As 2012 gets underway, there are numerous signs that commercial real estate markets – along with the economy – are making slow but steady recoveries. While the current climate hardly resembles the boom days of 2005 and 2006, there is finally good reason to believe we are on the right track. Below are four recently released stats indicating the industry’s continuing comeback:
• The Architecture Billings Index, compiled each month by the American Institute of Architects (AIA), was 52 in December, marking the second straight month the index demonstrated growing demand for design services. Any score above 50 reflects an increase in architectural billings.
The index also was 52 in November.
While noting the Index demonstrated increasing demand in late 2010 –only to fall below the 50 mark for much of last year – AIA Chief Economist Kermit Baker said in a statement the recent scores are “very good news for the design and construction industry, and it’s entirely possible conditions will slowly continue to improve as the year progresses.”
• The National Retail Federation (NRF) says retail sales will increase by 3.4 percent – to $2.53 trillion – in 2012. While that’s lower than the 4.7 percent growth of 2011, “the retail industry will still grow at a rate faster than many other industries,” NRF said, noting economists typically are projecting the real U.S. gross domestic product to rise by 2.1 to 2.4 percent.
• The CoStar National Composite Index, which measures commercial real estate sale prices, increased for the seventh consecutive month in November 2011, when it rose by 0.6 percent when compared to the preceding month. CoStar attributed the growth to the “continued decline in the number of distressed property sales, and solid price gains in investment-grade property sales.”
In November, prices for commercial properties were an average of 1.8 percent higher than they were in the same month in 2010.

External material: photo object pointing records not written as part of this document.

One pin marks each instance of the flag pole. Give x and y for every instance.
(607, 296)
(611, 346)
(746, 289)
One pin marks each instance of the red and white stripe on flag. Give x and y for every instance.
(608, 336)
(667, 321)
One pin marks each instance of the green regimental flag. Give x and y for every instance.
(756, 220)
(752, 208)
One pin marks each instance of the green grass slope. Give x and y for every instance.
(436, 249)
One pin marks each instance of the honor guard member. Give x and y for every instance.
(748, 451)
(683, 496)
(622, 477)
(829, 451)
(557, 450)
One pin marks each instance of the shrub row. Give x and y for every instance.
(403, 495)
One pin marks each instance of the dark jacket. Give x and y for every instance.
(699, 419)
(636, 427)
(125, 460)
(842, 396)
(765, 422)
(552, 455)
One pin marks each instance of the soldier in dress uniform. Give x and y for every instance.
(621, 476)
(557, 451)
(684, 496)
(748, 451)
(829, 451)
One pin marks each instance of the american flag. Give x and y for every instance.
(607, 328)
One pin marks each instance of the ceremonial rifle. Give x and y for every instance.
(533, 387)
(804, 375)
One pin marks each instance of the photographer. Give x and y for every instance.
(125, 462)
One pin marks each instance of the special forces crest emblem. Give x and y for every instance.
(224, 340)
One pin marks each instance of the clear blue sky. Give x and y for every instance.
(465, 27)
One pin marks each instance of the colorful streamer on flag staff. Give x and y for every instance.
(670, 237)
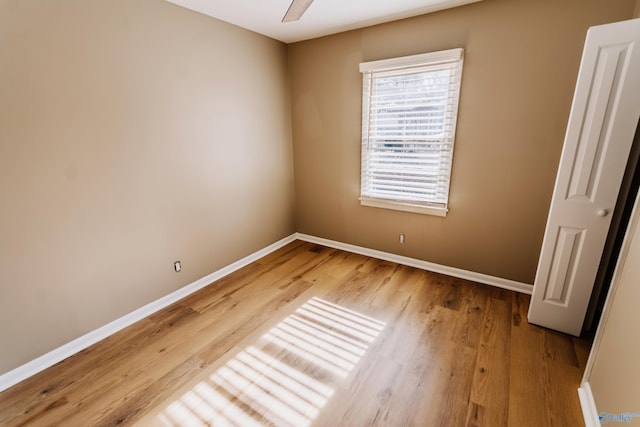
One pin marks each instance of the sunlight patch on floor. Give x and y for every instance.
(285, 378)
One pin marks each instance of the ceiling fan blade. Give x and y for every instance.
(297, 8)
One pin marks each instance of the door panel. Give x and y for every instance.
(603, 119)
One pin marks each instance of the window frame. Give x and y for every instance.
(415, 64)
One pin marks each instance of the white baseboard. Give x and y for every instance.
(588, 405)
(424, 265)
(47, 360)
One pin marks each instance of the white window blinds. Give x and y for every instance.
(410, 106)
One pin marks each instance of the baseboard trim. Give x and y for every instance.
(49, 359)
(424, 265)
(588, 405)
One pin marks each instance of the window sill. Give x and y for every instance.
(406, 207)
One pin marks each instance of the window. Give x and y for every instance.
(409, 112)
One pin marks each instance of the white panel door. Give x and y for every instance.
(603, 120)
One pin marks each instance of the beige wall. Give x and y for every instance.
(521, 63)
(132, 134)
(615, 373)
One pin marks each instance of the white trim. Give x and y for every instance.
(430, 58)
(49, 359)
(400, 206)
(424, 265)
(588, 405)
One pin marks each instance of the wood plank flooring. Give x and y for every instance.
(310, 335)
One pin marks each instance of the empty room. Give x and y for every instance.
(319, 213)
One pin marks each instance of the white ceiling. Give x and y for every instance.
(323, 17)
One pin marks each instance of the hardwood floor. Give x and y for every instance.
(310, 335)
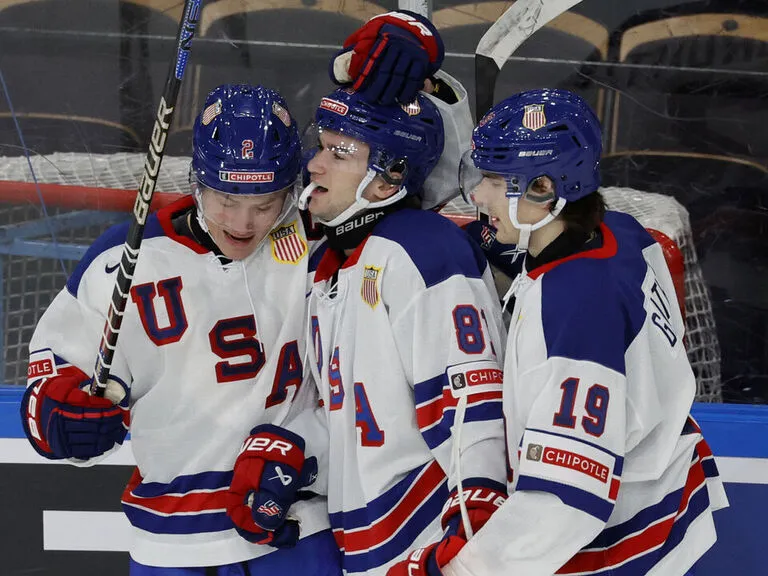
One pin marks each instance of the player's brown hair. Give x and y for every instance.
(584, 214)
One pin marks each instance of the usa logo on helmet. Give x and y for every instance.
(534, 117)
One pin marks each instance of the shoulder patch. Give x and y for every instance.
(370, 289)
(288, 247)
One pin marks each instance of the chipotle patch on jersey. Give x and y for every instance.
(480, 377)
(288, 247)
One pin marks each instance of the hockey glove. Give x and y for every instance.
(389, 57)
(481, 502)
(62, 420)
(269, 472)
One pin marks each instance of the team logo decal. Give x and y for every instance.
(534, 452)
(458, 381)
(211, 112)
(369, 290)
(281, 113)
(487, 118)
(412, 109)
(534, 117)
(334, 106)
(288, 247)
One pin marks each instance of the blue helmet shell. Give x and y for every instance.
(413, 133)
(537, 133)
(245, 141)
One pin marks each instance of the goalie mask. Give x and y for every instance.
(246, 146)
(545, 145)
(403, 145)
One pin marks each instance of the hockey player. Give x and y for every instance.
(404, 321)
(211, 352)
(609, 473)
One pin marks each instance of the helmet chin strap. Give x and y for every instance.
(199, 212)
(358, 205)
(526, 229)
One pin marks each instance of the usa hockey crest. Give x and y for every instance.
(534, 117)
(412, 109)
(370, 290)
(211, 112)
(288, 247)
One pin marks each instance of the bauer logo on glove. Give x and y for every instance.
(268, 474)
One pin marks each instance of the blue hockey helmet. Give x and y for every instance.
(245, 141)
(405, 141)
(537, 133)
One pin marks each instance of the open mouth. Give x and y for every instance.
(238, 239)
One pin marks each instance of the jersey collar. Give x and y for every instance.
(607, 250)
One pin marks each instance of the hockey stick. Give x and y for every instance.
(187, 28)
(516, 25)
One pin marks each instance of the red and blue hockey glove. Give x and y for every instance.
(389, 57)
(269, 472)
(482, 499)
(62, 420)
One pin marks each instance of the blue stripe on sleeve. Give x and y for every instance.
(403, 539)
(698, 503)
(181, 524)
(184, 484)
(571, 496)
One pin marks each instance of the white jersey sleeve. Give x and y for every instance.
(449, 342)
(609, 471)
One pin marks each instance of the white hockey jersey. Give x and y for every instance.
(411, 309)
(209, 351)
(610, 474)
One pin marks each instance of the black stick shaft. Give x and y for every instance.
(165, 111)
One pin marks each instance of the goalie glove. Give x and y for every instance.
(389, 57)
(61, 420)
(481, 501)
(268, 474)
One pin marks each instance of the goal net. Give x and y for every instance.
(83, 194)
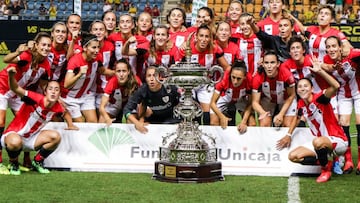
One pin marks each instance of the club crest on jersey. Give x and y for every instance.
(165, 99)
(312, 107)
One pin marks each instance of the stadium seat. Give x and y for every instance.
(86, 6)
(94, 7)
(31, 5)
(61, 7)
(70, 6)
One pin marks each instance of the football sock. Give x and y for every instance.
(322, 156)
(347, 154)
(42, 154)
(13, 155)
(1, 131)
(309, 160)
(358, 134)
(206, 118)
(347, 133)
(301, 124)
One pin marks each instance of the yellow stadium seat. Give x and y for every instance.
(250, 8)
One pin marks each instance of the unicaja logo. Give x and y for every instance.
(105, 139)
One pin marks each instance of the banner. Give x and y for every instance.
(196, 5)
(121, 148)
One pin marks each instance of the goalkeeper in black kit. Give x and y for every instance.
(152, 103)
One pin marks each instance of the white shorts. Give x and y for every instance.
(346, 105)
(28, 142)
(271, 107)
(339, 145)
(76, 105)
(334, 104)
(13, 103)
(203, 93)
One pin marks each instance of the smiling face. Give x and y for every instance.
(126, 24)
(144, 22)
(235, 10)
(324, 17)
(74, 23)
(223, 32)
(304, 89)
(203, 39)
(99, 30)
(176, 19)
(275, 6)
(122, 73)
(91, 50)
(52, 91)
(203, 17)
(271, 65)
(110, 21)
(151, 81)
(285, 28)
(333, 48)
(297, 51)
(43, 47)
(237, 77)
(161, 37)
(59, 34)
(245, 27)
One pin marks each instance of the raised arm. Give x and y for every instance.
(333, 84)
(13, 83)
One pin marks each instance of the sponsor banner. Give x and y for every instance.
(196, 5)
(121, 148)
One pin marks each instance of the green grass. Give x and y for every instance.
(60, 186)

• The U.S. office market absorbed 50.4 million square feet in 2011, up from the 18.7 million square feet it absorbed one year earlier, according to a new Cassidy Turley report. Sixty-five of the 80 metropolitan areas tracked by the firm experienced positive absorption in 2011; in 2010, only 43 of the markets did.

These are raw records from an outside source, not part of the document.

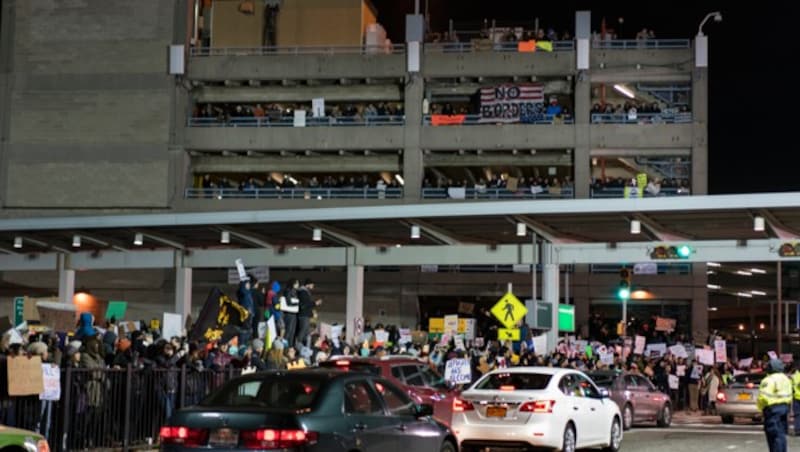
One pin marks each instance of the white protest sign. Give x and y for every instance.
(720, 351)
(704, 356)
(51, 376)
(673, 381)
(458, 371)
(638, 348)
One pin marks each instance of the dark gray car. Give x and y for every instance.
(637, 398)
(307, 410)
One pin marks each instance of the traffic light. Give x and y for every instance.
(624, 286)
(671, 252)
(789, 250)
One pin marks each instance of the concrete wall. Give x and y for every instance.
(88, 103)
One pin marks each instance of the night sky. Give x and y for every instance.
(753, 143)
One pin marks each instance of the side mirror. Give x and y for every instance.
(424, 410)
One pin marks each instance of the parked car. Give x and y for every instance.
(738, 398)
(19, 439)
(423, 384)
(536, 407)
(637, 398)
(310, 410)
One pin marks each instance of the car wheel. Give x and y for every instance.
(665, 417)
(615, 440)
(568, 444)
(627, 417)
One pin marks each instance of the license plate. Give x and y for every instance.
(224, 437)
(496, 411)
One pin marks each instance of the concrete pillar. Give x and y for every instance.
(183, 292)
(413, 164)
(699, 180)
(699, 300)
(354, 310)
(66, 280)
(582, 154)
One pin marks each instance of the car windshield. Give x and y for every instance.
(746, 380)
(513, 381)
(289, 392)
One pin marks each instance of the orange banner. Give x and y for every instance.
(447, 120)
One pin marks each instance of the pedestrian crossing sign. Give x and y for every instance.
(509, 310)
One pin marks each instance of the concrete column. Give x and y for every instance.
(354, 309)
(582, 154)
(66, 280)
(699, 301)
(699, 180)
(413, 164)
(183, 292)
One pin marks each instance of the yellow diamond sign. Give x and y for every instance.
(509, 310)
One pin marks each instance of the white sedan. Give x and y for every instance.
(523, 407)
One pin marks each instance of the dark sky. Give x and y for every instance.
(753, 142)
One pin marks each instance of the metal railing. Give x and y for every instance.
(393, 49)
(111, 408)
(294, 193)
(325, 121)
(633, 44)
(641, 118)
(476, 119)
(466, 47)
(495, 193)
(619, 192)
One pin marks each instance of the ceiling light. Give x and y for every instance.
(625, 90)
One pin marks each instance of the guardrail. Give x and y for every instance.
(393, 49)
(325, 121)
(294, 193)
(467, 47)
(476, 119)
(619, 192)
(641, 118)
(493, 193)
(634, 44)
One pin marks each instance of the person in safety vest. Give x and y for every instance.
(774, 399)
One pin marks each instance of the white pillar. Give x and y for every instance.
(354, 310)
(183, 292)
(66, 281)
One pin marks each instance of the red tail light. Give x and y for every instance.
(277, 439)
(461, 405)
(538, 406)
(183, 435)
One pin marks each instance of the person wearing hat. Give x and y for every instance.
(774, 398)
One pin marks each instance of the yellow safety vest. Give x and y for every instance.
(796, 384)
(775, 389)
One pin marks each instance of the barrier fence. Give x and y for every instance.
(118, 409)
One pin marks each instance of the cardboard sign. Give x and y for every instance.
(458, 371)
(25, 376)
(51, 377)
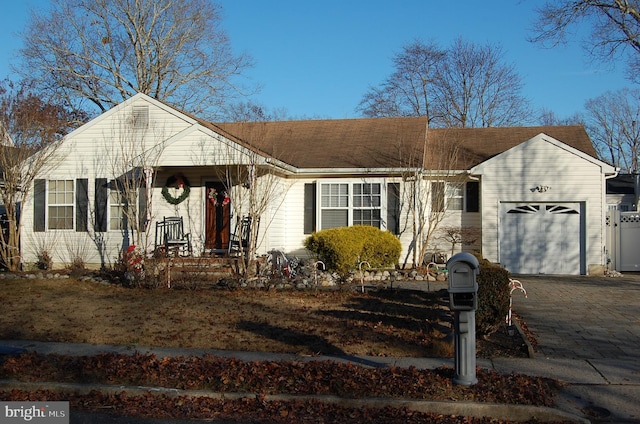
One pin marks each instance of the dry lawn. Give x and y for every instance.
(379, 323)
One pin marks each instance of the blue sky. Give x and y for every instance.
(316, 59)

The national office vacancy rate has declined for the past five quarters, but it is still 200 basis points above the 20-year historical average of 14 percent. “The U.S. office sector is still a solid 12 months away from registering consistent upward movement in rents across the country,” said Kevin Thorpe, chief economist for Cassidy Turley, in a statement. “In most metro areas, vacancy is at least 200 basis points above where it needs to be to trigger sustainable rent growth.”